Whether one views the combatants in the struggle between God and Satan ontologically, mythically, or literarily, God created man in his own image and likeness but chose to give him free will—a force so powerful that not even God’s infinite love can always overcome it. Thus given a sporting chance to ruin God’s favorites, the fallen Light-Bringer, Lucifer, picked himself and his fellows off the floor of the fiery lake into which they were plunged by the sword of St. Michael, and endeavors each day not to conquer Man but to seduce and destroy him. As Satan observes in Book One of Milton’s Paradise Lost:
The mind is its own place, and in itself
Can make a Heav’n of Hell, a Hell of Heav’n.

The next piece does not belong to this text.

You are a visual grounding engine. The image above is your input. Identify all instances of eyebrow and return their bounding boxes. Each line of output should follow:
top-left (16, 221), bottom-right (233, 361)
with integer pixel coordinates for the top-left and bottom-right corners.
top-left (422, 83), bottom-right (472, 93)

What matter where, if I be still the same . . .
To reign is worth ambition though in Hell:
Better to reign in Hell than serve in Heav’n.
Satan himself, however, has no need for servants in Hell, as God does in Heaven; he is instead satisfied with corpses on earth. As modern history shows, the Devil has had great success and ample reward in that department. But he cannot be satisfied with his infernal kingdom. As in a Hollywood sequel, the body count must be ever higher, just to keep the antagonist interested. Damnation consists not in consignment to the netherworld, but in the rejection of the ur-Narrative—a willful separation of oneself from the heroic path for which history and literature provide a clear signpost.
As Milton writes in the Areopagitica, the poet’s seminal essay on freedom of speech and, more important, freedom of thought: “I cannot praise a fugitive and cloistered virtue, unexercised and unbreathed, that never sallies out and sees her adversary, but slinks out of the race where that immortal garland is to be run for, not without dust and heat.” For Milton, the very absence of conflict was in itself contemptible, unmanly—inhuman.